The Government of Nigeria is vehemently opposed to the name Biafra. Many point to the fact that Biafrans have never been re-integrated. The basis for unity no longer exists. Biafrans struggle for their survival without depending on anyone. Since the Nigerian Government has refused absolutely to accept Biafrans as a part of Nigeria, it stands to reason that they should be allowed to go separately and develop on their own at their own pace. It is pertinent to mention that the north contributes little, rather resources from southern Nigeria are controlled and squandered by northern politicians.
“There’s so much unrest which stems from oppression, square pegs are placed in round holes indeed. Almost all of Nigeria’s intractable problems emanate from the imposition of candidates during elections, there have been no free and fair or credible elections. The situation gets worse with every election. In the first place, the constitution under which elections are held is a fraud. Far from being the “People’s Constitution” in a simple sense of democracy, we have faced these mistakes since the inception of the presidential system of governance in Nigeria. The system under reference is wasteful, encourages corruption and dictatorial tendencies,” she precisely alleged in an interview with IDN.
In an early July IDN interview with the President of the Congress of Igbo Leaders in the UK and Ireland, Mazi Obi Okoli, said that Nigeria has lots of challenges in implementing a system of governance that will guarantee the interests of all within the nation. According to him, many of the problems, frictions and issues faced today in Nigeria are a direct result of the flawed federal system, the 1979 constitution drafted without consultation and the negative attitudes by the majority of politicians toward development in Nigeria.
The negative dimensions and conditions of ethnic minority alienation and discontent in the federation has been indeed made worse under the present regime, and further tightening of the noose continues unabated. Therefore, the interpretation and connectivity of ethnicity with the federal system of governance is that of resultant inherent contradictions and tensions in the evolution and operation of the Nigerian federal system. Many of the problems, frictions and issues faced today in Nigeria are a direct result of the flawed federal system; the problematic 1979 constitution drafted without consultation and the negative under-developmental attitude of the Nigerian politicians.

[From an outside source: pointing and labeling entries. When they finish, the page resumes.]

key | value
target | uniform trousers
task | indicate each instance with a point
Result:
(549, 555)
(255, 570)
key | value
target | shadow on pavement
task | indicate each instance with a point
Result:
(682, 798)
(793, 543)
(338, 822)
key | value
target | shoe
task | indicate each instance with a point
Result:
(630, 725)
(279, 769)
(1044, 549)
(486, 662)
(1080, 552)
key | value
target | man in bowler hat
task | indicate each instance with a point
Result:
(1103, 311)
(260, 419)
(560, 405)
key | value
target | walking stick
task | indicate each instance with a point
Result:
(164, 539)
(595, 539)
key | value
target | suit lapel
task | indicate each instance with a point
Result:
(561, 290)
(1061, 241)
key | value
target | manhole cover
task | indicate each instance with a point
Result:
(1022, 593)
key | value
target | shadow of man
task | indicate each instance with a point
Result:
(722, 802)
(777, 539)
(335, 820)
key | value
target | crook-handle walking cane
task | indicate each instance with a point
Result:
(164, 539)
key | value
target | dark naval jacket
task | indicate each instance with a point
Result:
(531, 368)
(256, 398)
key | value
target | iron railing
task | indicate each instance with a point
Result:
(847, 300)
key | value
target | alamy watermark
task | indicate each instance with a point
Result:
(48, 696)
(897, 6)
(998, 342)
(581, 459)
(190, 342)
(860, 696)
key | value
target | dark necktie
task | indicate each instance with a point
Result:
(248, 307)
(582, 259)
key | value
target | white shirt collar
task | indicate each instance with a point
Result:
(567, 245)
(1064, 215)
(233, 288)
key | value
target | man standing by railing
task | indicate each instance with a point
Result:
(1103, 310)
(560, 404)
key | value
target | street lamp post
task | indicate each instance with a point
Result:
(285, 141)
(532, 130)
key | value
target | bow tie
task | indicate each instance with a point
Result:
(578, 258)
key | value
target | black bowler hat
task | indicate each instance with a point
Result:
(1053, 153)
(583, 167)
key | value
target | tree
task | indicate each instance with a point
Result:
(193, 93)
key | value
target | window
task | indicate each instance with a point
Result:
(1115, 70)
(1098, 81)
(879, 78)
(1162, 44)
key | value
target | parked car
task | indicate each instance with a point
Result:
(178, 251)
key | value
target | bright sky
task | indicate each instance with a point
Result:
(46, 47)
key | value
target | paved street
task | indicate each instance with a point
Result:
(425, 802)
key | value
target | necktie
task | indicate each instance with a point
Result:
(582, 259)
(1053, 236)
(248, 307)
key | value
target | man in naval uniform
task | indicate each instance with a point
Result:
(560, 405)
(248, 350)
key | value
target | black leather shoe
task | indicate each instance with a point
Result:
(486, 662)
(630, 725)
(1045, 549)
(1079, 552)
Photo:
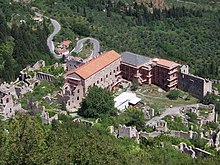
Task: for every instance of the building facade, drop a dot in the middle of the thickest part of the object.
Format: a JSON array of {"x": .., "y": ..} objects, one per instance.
[
  {"x": 196, "y": 86},
  {"x": 165, "y": 73},
  {"x": 160, "y": 72},
  {"x": 135, "y": 67},
  {"x": 103, "y": 71}
]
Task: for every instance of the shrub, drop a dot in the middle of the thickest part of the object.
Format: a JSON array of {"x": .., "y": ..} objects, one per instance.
[{"x": 173, "y": 94}]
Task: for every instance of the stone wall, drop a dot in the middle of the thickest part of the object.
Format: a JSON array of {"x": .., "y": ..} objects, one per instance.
[
  {"x": 45, "y": 77},
  {"x": 196, "y": 86},
  {"x": 187, "y": 135},
  {"x": 105, "y": 77},
  {"x": 193, "y": 152}
]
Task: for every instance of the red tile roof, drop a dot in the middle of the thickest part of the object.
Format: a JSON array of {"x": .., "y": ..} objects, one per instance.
[
  {"x": 60, "y": 51},
  {"x": 93, "y": 66},
  {"x": 166, "y": 63}
]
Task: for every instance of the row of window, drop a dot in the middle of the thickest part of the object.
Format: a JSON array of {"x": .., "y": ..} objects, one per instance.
[{"x": 106, "y": 76}]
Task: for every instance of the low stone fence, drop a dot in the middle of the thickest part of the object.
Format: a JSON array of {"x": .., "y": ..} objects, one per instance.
[
  {"x": 181, "y": 134},
  {"x": 45, "y": 77}
]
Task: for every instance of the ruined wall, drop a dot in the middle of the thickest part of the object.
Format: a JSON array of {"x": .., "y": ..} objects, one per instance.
[
  {"x": 45, "y": 77},
  {"x": 105, "y": 77}
]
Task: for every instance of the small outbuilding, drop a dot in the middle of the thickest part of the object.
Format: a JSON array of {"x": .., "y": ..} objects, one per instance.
[{"x": 125, "y": 99}]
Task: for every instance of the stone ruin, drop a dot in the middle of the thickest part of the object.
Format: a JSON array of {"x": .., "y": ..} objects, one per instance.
[
  {"x": 193, "y": 152},
  {"x": 130, "y": 132},
  {"x": 161, "y": 126},
  {"x": 86, "y": 122},
  {"x": 148, "y": 112},
  {"x": 46, "y": 119},
  {"x": 181, "y": 134}
]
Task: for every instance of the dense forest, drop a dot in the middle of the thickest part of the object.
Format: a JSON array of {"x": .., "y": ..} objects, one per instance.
[
  {"x": 22, "y": 41},
  {"x": 23, "y": 140},
  {"x": 187, "y": 34}
]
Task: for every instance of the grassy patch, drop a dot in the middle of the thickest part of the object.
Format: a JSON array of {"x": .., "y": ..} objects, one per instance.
[{"x": 157, "y": 99}]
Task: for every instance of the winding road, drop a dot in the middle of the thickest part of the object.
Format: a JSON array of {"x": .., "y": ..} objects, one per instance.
[
  {"x": 79, "y": 45},
  {"x": 168, "y": 111}
]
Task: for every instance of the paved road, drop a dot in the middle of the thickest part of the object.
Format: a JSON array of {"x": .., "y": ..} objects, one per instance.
[
  {"x": 50, "y": 43},
  {"x": 168, "y": 111},
  {"x": 79, "y": 45}
]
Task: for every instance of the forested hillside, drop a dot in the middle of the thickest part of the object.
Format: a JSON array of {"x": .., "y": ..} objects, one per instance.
[
  {"x": 185, "y": 32},
  {"x": 22, "y": 41},
  {"x": 23, "y": 140}
]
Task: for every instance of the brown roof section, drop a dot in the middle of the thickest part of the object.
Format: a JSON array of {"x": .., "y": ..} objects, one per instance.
[
  {"x": 66, "y": 43},
  {"x": 166, "y": 63},
  {"x": 96, "y": 64}
]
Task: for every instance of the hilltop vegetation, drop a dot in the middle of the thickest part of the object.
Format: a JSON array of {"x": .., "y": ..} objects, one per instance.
[
  {"x": 22, "y": 41},
  {"x": 187, "y": 34},
  {"x": 25, "y": 141}
]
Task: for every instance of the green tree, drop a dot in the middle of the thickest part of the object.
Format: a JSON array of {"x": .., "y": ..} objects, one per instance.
[
  {"x": 136, "y": 118},
  {"x": 173, "y": 95},
  {"x": 97, "y": 103}
]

It has been made worse by the over-centralization of the governance system, the primitive refusal to recognize the complex ethnic configuration and interest. Furthermore, the pragmatic consensual underdevelopment of some regions, especially the Eastern part of the country, the relatively limited development of accommodative, consensual or power-sharing mechanisms, the absence or weakness of key mediatory or regulatory institutions, and the repeated distortion and abortion of democratic institutions. With the above administrative defects, it will be difficult for the nation to progress in contemporary times and be able to compete with other developing nations of the world.

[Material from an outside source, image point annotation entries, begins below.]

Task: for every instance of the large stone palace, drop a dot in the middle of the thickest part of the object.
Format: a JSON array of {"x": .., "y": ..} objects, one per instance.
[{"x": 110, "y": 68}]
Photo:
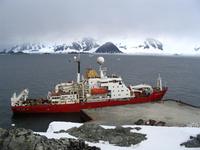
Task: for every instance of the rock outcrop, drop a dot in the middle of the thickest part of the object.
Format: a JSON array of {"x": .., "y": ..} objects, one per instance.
[
  {"x": 118, "y": 136},
  {"x": 23, "y": 139},
  {"x": 194, "y": 142}
]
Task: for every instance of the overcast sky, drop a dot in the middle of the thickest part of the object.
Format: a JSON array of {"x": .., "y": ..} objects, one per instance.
[{"x": 60, "y": 20}]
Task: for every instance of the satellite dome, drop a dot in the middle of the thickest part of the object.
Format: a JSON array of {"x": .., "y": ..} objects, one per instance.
[{"x": 100, "y": 60}]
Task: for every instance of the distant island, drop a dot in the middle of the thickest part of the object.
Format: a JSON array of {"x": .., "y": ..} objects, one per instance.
[{"x": 150, "y": 46}]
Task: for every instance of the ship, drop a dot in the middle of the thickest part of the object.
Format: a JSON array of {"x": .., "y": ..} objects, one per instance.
[{"x": 94, "y": 90}]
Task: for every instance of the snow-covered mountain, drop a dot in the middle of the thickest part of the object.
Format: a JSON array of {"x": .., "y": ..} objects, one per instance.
[
  {"x": 108, "y": 47},
  {"x": 149, "y": 46}
]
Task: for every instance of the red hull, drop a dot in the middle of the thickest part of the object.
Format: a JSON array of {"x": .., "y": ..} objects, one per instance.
[{"x": 155, "y": 96}]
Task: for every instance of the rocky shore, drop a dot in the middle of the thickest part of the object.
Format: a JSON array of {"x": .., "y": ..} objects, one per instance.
[
  {"x": 119, "y": 136},
  {"x": 168, "y": 112},
  {"x": 25, "y": 139}
]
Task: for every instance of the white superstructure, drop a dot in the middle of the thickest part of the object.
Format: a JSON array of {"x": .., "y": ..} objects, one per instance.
[{"x": 93, "y": 87}]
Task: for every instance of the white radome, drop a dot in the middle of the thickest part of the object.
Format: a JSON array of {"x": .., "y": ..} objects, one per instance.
[{"x": 100, "y": 60}]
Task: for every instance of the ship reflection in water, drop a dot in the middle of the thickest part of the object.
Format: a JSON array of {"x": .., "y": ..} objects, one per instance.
[{"x": 40, "y": 122}]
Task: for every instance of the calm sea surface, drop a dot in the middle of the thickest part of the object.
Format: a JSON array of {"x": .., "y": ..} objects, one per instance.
[{"x": 40, "y": 73}]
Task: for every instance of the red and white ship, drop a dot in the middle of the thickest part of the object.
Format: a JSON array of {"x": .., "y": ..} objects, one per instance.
[{"x": 94, "y": 90}]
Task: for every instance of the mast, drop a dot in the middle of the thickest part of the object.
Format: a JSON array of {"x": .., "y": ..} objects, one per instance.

As a matter of facts, Ambassador Uche Ajulu-Okeke, a veteran Diplomat and Development Studies Expert with thirty-years working experience in the Nigerian Foreign Service, explained to IDN from the United States, that “the present-day Federal Republic of Nigeria, several years after its independence, the leaders have not succeeded in rebuilding its state institutions enough to reflect all-inclusive ethnic diversity. Let alone in adopting Western-style democracy that takes cognizance of different public opinions on development issues in the country. The struggle for and misuse of power have brought an absolute stalemate, disrupting any efforts to overcome the deepening economic and social crisis in the country.”
Besides, she tellingly maintains that “several challenges exist, the first of which is coercive alien hostile occupation of our homeland which have severally subjected Igbo Women to rape, ravaging their homes and farmlands, decapitating their husbands and children and sources of traditional rural livelihoods. Widespread poverty, unemployment and unemployable skill remain a major challenge. State endorsed occupation of large portions of rural and village communal lands by hostile alien Jihadists have hampered the ability of women to provide for their families as supportive income earners.”

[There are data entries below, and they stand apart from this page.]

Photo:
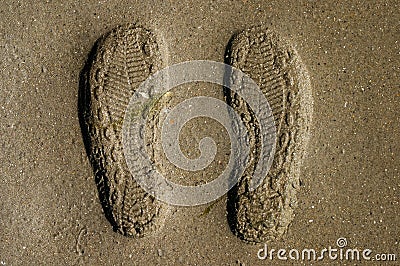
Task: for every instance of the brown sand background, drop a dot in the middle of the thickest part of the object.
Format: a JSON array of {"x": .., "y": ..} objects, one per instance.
[{"x": 49, "y": 210}]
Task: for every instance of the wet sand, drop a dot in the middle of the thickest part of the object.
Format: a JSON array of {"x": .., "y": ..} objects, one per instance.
[{"x": 49, "y": 207}]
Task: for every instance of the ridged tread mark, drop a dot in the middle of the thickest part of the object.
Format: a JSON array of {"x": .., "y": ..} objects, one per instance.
[
  {"x": 266, "y": 213},
  {"x": 119, "y": 62}
]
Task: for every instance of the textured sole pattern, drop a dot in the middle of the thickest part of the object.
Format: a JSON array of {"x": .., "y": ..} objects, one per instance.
[
  {"x": 120, "y": 62},
  {"x": 266, "y": 213}
]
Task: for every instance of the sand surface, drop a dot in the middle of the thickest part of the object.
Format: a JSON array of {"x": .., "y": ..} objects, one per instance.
[{"x": 49, "y": 208}]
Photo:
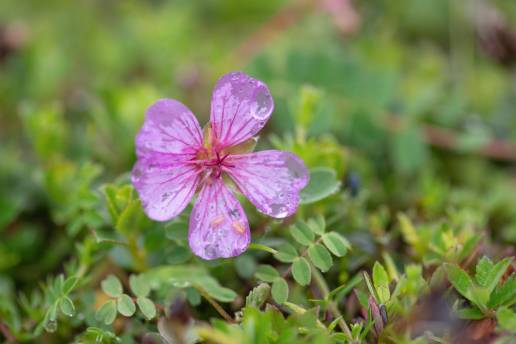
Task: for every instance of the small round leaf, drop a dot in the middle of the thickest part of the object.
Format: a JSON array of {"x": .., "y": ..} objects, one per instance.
[
  {"x": 126, "y": 305},
  {"x": 266, "y": 273},
  {"x": 336, "y": 243},
  {"x": 112, "y": 286},
  {"x": 139, "y": 285},
  {"x": 320, "y": 256},
  {"x": 279, "y": 290},
  {"x": 67, "y": 306},
  {"x": 107, "y": 313},
  {"x": 301, "y": 271},
  {"x": 286, "y": 253},
  {"x": 147, "y": 307}
]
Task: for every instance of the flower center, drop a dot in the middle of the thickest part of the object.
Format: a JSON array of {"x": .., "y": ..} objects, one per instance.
[{"x": 212, "y": 162}]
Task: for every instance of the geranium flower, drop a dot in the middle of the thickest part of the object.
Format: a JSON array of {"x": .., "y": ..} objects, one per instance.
[{"x": 175, "y": 159}]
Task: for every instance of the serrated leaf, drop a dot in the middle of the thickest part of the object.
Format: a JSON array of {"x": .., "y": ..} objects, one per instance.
[
  {"x": 147, "y": 307},
  {"x": 107, "y": 313},
  {"x": 112, "y": 286},
  {"x": 139, "y": 285},
  {"x": 323, "y": 183},
  {"x": 301, "y": 271},
  {"x": 337, "y": 244},
  {"x": 381, "y": 283},
  {"x": 302, "y": 233},
  {"x": 320, "y": 257},
  {"x": 460, "y": 280},
  {"x": 504, "y": 294},
  {"x": 126, "y": 305},
  {"x": 279, "y": 290},
  {"x": 266, "y": 273},
  {"x": 286, "y": 253},
  {"x": 67, "y": 306}
]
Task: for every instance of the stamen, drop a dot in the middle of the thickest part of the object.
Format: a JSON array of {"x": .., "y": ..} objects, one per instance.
[{"x": 238, "y": 227}]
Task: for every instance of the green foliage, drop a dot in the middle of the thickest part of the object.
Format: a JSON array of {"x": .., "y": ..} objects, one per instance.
[
  {"x": 323, "y": 183},
  {"x": 486, "y": 291},
  {"x": 405, "y": 128}
]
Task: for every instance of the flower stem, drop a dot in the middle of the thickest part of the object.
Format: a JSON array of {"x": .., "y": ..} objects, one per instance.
[{"x": 261, "y": 247}]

With the prevailing socio-economic climate and the steadily dwindling economic fortunes and hostile stance of the Government towards the entrepreneurial endeavour of Easterners, the future is bleak for women and youth. The only glimpse of hope in the horizon is a fallback to the age-old traditional practice of nurtured apprenticeship has been the bulwark of survival and sustenance in the face of the current existential threat facing Easterners.
The situation in the region is dire depicting a derelict lack of infrastructure widespread unemployment, insecurity and youth hopelessness. As a result of decades of State endorsed systemic exclusion since the end of the Civil War, Easterners have found themselves at the brink of socio-economic extermination and had to pull themselves up by sheer perseverance and dint of effort resulting in disenchantment with Nigeria and massive migration to new diasporas and abroad.
As Nigeria is persistently engulfed with so many challenges and problems, so it requires systematic well-defined approach in order to overcome them: Nepotism at all levels and institutions of Government. Morbid corruption. Endemic kleptocracy. Ethnic cleansing and persecution of Christians and ethnic capture of the military and security apparatus of the State.
The current entrapment of Biafra within the British Nigeria contraption prevents the actualization of its investment and development potential in all ramifications. This is why the Easterners want to delink from this entrapped arrangement called Nigeria. In the face of years of criminal neglect by Nigeria and a firm footing in the Diaspora, Biafra’s emancipation and development will be the Eighth Wonder of the World.
In Ajulu-Okeke’s logical analysis, the way forward in restoring nationalities and bringing sustainable peace and development to the beleaguered peoples of Biafra is through the conduct of plebiscites that will afford the indigenous nationalities the inalienable right to choose how they are governed. The juxtaposition of ancient nationalities with incompatible values presently held together by a coercive military decree in centrist top-down military format federations, fundamental regional autonomies should return to the truly democratic constitution and holding of self-determination autonomy plebiscites for all indigenous nationalities will usher in sustainable development and peace.
According to international organizations, Nigeria is the most populous country in Africa, and the seventh most populous in the world, with an estimated 195.9 million inhabitants as of late 2019. Nigeria has the third-largest youth population in the world, after China and India with more than 90 million of its population under the age of eighteen.
Nigeria has the largest economy in Africa and is the world’s 24th largest economy. The International Monetary Fund (IMF) estimates, worth more than $500 billion and $1 trillion in terms of nominal Gross Domestic Product (GDP) and purchasing power parity, respectively. Nigeria is a federal republic comprising 36 states, with the capital located in Abuja. The country is located in West Africa bordering Niger in the north, Chad in the northeast, Cameroon in the east and Benin in the west. Its southern coast is on the Gulf of Guinea in the Atlantic Ocean.